I've heard from breast cancer patients who were bumped from the T-DM1 clinical trial because of disease progression, which meant that their cancer was growing despite the drug. Bumped off the trial because of disease progression? Wonder how many more patients there were like this?

Response rates (how much a tumor decreased in size) can be inflated when excluding patients during clinical trials (evaluable patients). Patients not considered "evaluable" are often those who do not get the benefit of an entire treatment plan. The response rate is calculated after removing patients, who die or have been excluded, from the calculation. This inflates the response rate.

But clinical oncologists want to publish their papers. They need to report on the outcomes of their experiments, but if they had to wait for survival data, it could take years until all the data was aggregated. That wouldn't bode well for them to participate in pharma-sponsored trials in the future.

Response rates give clinical oncologists the opportunity to take a more optimistic look at therapies that have limited success. They can describe results as being complete remission, partial remission or simply clinical improvement.

If they treat all patients for three weeks, they can fairly evaluate the efficacy of a compound, which takes that lone (on average) before it can be regarded as effective.
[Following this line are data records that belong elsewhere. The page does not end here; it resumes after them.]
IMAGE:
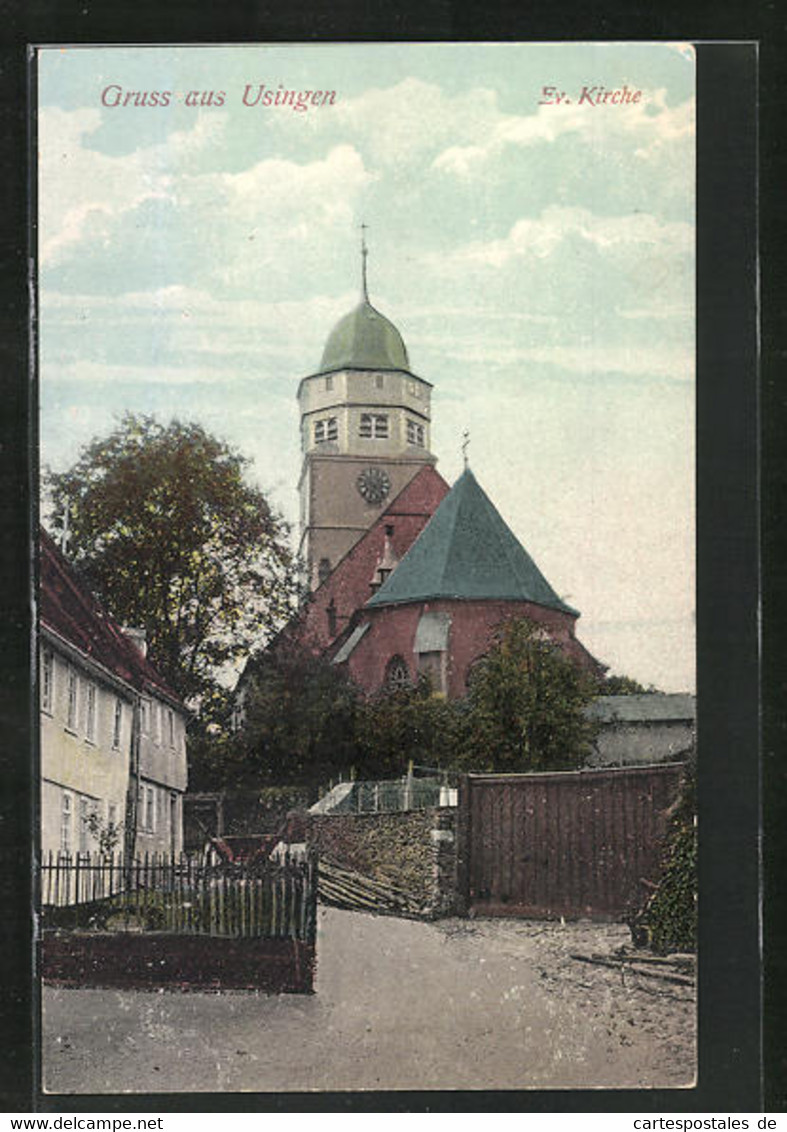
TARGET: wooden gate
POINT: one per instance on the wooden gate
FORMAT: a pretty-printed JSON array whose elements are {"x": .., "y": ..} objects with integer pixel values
[{"x": 576, "y": 843}]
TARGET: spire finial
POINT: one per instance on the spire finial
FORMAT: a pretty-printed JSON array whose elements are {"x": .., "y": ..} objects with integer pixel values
[{"x": 365, "y": 253}]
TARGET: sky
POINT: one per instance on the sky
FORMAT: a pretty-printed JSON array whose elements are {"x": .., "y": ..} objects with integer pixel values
[{"x": 536, "y": 253}]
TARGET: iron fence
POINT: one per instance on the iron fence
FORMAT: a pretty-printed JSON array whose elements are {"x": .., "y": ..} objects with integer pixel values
[{"x": 271, "y": 898}]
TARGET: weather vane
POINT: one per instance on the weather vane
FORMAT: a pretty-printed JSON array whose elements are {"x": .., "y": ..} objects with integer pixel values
[{"x": 365, "y": 253}]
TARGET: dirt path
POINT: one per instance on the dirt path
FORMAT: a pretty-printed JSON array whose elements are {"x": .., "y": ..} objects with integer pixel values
[{"x": 399, "y": 1005}]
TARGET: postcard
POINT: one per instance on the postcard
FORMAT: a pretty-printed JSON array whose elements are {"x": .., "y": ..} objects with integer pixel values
[{"x": 367, "y": 660}]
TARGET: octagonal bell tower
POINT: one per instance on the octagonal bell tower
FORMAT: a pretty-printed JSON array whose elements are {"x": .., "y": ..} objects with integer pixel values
[{"x": 365, "y": 423}]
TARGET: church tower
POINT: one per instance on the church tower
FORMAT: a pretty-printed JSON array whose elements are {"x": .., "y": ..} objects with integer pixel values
[{"x": 365, "y": 422}]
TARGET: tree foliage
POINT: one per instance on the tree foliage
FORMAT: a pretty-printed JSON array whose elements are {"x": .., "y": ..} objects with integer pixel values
[
  {"x": 525, "y": 704},
  {"x": 623, "y": 686},
  {"x": 405, "y": 723},
  {"x": 168, "y": 532},
  {"x": 300, "y": 718},
  {"x": 306, "y": 721}
]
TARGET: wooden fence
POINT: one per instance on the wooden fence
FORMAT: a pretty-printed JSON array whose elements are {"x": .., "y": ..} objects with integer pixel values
[
  {"x": 270, "y": 899},
  {"x": 565, "y": 843}
]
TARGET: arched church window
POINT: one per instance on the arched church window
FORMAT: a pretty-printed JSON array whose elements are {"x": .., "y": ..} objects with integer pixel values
[
  {"x": 326, "y": 429},
  {"x": 374, "y": 426},
  {"x": 396, "y": 674},
  {"x": 415, "y": 434}
]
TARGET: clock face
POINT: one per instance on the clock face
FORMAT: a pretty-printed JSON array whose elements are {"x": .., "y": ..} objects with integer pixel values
[{"x": 374, "y": 485}]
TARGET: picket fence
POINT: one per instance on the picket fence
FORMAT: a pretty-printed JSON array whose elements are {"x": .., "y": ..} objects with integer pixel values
[{"x": 270, "y": 898}]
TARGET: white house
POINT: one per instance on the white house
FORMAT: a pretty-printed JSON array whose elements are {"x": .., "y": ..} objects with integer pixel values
[{"x": 113, "y": 766}]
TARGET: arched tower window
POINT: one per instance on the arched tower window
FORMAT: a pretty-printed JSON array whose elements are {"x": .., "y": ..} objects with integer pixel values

If they disregard all patients who die or were excluded after onset of therapy, and include only those treated three weeks or more, they can improve their data.

To justify their existence, they have to publish papers. That's what they do.

http://cancerfocus.org/forum/showthread.php?t=3768

Progression-free survival (PFS) is the length of time during and after treatment in which a patient is living with a disease that does not get worse. Time to progression (TTP) is a measure of time after a disease is diagnosed (or treated) until the disease starts to get worse.

In the Annals of Oncology, it states that clinical investigators seem to be frequently using PFS and TTP interchangeably in cancer. Such use of terms may lead to confusion when results of different trials are compared.

Clinical trials virtually always have progression-free survival as a primary endpoint. Without imaging studies, one can't get accurate time to progression data. So tests are performed for the benefit of drug companies seeking new drug approval, for clinical investigators seeking contracts and publications, and for clinicians seeking an easy way to make clinical decisions.

The final arbiter of clinical approval is overall survival. Progression-free survival does not address the patient's quality of life during what little additional months of some serious side effects that can be experienced. And drug response is not even a reliable predictor of overall survival. Overall survival is based on death from any cause like side effects of treatment and effects on survival after relapse.